Hoy hablo de la Pantoja

Fernando Ónega
Fernando Ónega DESDE LA CORTE

OPINIÓN

17 abr 2013 . Actualizado a las 07:00 h.

Sí, hoy les pido permiso para hablar de Isabel Pantoja. Espero, deseo, que esta voluntad no esté inducida por los cientos de horas que las televisiones le dedicaron ayer, que tal parecía que hubieran juzgado a Lyz Taylor o a la reina de Saba. Jesús, Jesús, qué despliegue, qué ostentación de medios, qué desfile de contertulios, qué cantidad de abogados para explicar una sentencia. Intentaré llevar mis reflexiones por otros derroteros. El inicial, por qué ella suscita esta atención mediática. ¿Solo porque es muy famosa? No. Es que España sigue a la Pantoja por la cantidad de pantojismo que hay en la piel de España. Y no penséis solamente en el sur: también en Galicia ha llenado locales y polideportivos. Ahí está la hemeroteca para demostrarlo.

En el fondo, Isabel Pantoja Martín ha sido y sigue siendo un reflejo sociológico de este país. Fue la chica virginal que se dejaba acompañar a los conciertos por su madre. Fue la España folclórica y cañí cuando se casó con el torero. Fue, ahí están las crónicas, la viuda de España cuando un toro mató a su marido. Esta sociedad se conmovió con aquellas imágenes de la tragedia de Pozoblanco, que la hizo vestir del luto más negro de la historia civil. Fue la madre de Paquirrín, que también subía al escenario y lo sacaba en brazos como un patrimonio nacional.

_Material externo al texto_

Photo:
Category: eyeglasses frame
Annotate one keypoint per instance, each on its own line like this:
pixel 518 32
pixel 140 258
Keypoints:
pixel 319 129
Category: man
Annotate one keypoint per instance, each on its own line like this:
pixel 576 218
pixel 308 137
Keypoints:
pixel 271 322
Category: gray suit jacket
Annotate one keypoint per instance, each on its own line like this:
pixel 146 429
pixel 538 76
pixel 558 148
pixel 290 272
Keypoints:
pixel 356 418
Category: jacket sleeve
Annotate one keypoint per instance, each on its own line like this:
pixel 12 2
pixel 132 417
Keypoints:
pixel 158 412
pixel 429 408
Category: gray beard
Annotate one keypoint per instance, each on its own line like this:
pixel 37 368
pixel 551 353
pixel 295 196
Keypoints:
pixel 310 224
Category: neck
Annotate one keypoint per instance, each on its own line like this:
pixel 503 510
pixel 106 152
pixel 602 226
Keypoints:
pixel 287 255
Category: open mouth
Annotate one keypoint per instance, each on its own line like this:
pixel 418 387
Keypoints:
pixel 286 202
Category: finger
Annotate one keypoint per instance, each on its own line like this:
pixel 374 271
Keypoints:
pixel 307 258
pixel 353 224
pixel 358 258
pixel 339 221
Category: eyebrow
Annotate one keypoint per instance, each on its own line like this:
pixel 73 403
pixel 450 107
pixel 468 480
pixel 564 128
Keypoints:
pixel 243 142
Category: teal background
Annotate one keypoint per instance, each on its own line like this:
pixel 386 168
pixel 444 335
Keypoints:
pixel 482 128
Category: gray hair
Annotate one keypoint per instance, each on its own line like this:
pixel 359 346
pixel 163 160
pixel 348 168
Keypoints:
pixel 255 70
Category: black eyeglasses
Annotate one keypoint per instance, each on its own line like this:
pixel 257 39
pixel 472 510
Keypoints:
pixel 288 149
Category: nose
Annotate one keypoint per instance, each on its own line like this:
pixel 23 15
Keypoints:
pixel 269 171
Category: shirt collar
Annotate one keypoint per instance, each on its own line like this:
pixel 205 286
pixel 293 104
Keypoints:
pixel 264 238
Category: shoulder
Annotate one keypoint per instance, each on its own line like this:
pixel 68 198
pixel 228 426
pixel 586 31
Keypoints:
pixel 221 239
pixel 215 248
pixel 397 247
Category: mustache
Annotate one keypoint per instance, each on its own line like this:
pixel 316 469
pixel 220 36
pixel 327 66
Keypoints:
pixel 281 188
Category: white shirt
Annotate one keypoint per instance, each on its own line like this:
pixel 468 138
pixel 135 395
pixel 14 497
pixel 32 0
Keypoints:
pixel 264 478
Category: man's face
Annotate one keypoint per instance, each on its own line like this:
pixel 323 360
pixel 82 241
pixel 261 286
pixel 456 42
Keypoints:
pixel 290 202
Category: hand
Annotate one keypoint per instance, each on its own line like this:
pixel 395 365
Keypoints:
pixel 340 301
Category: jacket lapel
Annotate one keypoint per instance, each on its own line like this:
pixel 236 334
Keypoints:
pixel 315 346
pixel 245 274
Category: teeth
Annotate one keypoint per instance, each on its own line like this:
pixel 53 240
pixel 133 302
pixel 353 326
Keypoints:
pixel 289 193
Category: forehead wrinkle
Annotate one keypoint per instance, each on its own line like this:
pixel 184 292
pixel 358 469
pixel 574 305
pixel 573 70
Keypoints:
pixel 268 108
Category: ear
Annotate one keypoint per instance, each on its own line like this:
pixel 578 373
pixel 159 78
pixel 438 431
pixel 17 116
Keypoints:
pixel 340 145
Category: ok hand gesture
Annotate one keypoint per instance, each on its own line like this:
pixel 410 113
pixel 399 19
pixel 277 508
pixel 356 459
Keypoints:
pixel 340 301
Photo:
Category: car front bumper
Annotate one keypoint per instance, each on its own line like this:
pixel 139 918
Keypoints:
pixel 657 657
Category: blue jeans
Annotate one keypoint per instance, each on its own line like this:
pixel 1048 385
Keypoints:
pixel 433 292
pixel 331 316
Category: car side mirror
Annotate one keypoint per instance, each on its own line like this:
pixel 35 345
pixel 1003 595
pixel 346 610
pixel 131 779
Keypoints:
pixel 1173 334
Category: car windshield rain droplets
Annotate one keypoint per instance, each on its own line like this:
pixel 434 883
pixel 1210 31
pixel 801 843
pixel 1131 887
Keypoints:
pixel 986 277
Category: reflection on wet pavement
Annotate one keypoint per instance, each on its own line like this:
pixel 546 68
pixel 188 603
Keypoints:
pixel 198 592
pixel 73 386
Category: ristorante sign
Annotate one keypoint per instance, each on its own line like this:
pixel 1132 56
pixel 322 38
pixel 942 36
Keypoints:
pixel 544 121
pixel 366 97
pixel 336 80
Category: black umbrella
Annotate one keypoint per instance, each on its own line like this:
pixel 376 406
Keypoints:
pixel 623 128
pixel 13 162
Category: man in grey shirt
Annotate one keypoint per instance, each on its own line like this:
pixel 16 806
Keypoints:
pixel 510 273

Fue, ay, la España que cayó en la tentación del dinero fácil, sin importarle de dónde procedía. Y es, ahora, la España que desfila por los juzgados a pagar las penas de aquellas alegrías. Por eso tanta España se ve reflejada en ella. Unas veces, para gritarle «¡guapa!», otras para llamarle ladrona.

Su problema ha sido el de casi todos los que han amasado fortunas en ese tiempo del expolio de fondos públicos y saqueo de ciudades: lo fácilmente ganado con más facilidad lo han gastado en casas, fincas, regalos fastuosos y otros signos de ostentación. Si la Pantoja no se hubiera gastado la pasta blanqueada de Julián en el apartamento del Guadalpín y en otras exhibiciones, no habría llamado la atención, no habría dejado pruebas y no tendría que pasar el calvario de ese proceso, que algo de razón tiene cuando afirma que lleva siete años de suplicio. Pero se confirma que el dinero y el querer no se pueden esconder y ahí la tenemos hoy: sin el querer de su Julián y haciendo piruetas para pagar la multa millonaria.

¡Dios, qué lejos quedan los días de miel y gloria! ¡Qué lejos los días del apartamento y la finca! En su lugar, ¿qué vemos? Una procesada y condenada. Y, para más agravio, una parte de la sociedad que piensa que el tribunal le hizo una sentencia a medida para no tener que meterla en prisión. Yo no creo en esa intencionalidad, pero ¿quién soy yo para cambiar la opinión popular?